同い年だけれど、沙紀妹欲しがっていたから喜ぶなあ。
「本番で拒否されなければ、ですけど……」
「そんな気がするのか?」
気弱に呟いた朱羽に、驚いて俺は尋ねた。
「予感というか……、陽菜が俺に疲れなければいいなと。それじゃなくても陽菜に無理させてしまっているし。それと陽菜を迎えられる環境をどれだけ早く整えることが出来るのか。普通の、それこそ結城さんなら、陽菜にそんな苦労を強いない」
「カバはお前が思った以上に、お前に惚れてるぞ? お前のために、ジジイとババア相手に啖呵切ったんだ。湯飲みぶつけられて怪我をしても、二度目の対峙ですら、カバはお前のために頭を下げて、ジジイの心を揺らしたんだ。

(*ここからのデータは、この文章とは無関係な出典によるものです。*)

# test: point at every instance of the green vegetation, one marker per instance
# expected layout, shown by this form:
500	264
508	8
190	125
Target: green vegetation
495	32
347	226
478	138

沙紀から聞いただろ。お前のために、カバ以外、誰がそんなことをするよ。しかも沙紀が言うには、カバは自分の過去を自ら告白したというじゃねぇか」
「……っ」
「隠したいものまでさらして、それでも朱羽が欲しいとカバは食い下がった。天下の忍月財閥の、あの強面の当主にカバは立ち向かったんだ。お前にただの同情とか軽い恋愛をしているだけなら、既にびびって逃げてるさ。お前とずっと一緒に生きたいと強く願ったから、カバはそこまでやっている。結婚という意味ではなかったらしいが、だったらそんな見返りなしにカバは動いたということだ。愛されているじゃねぇか」
朱羽はまた顔を赤らめた。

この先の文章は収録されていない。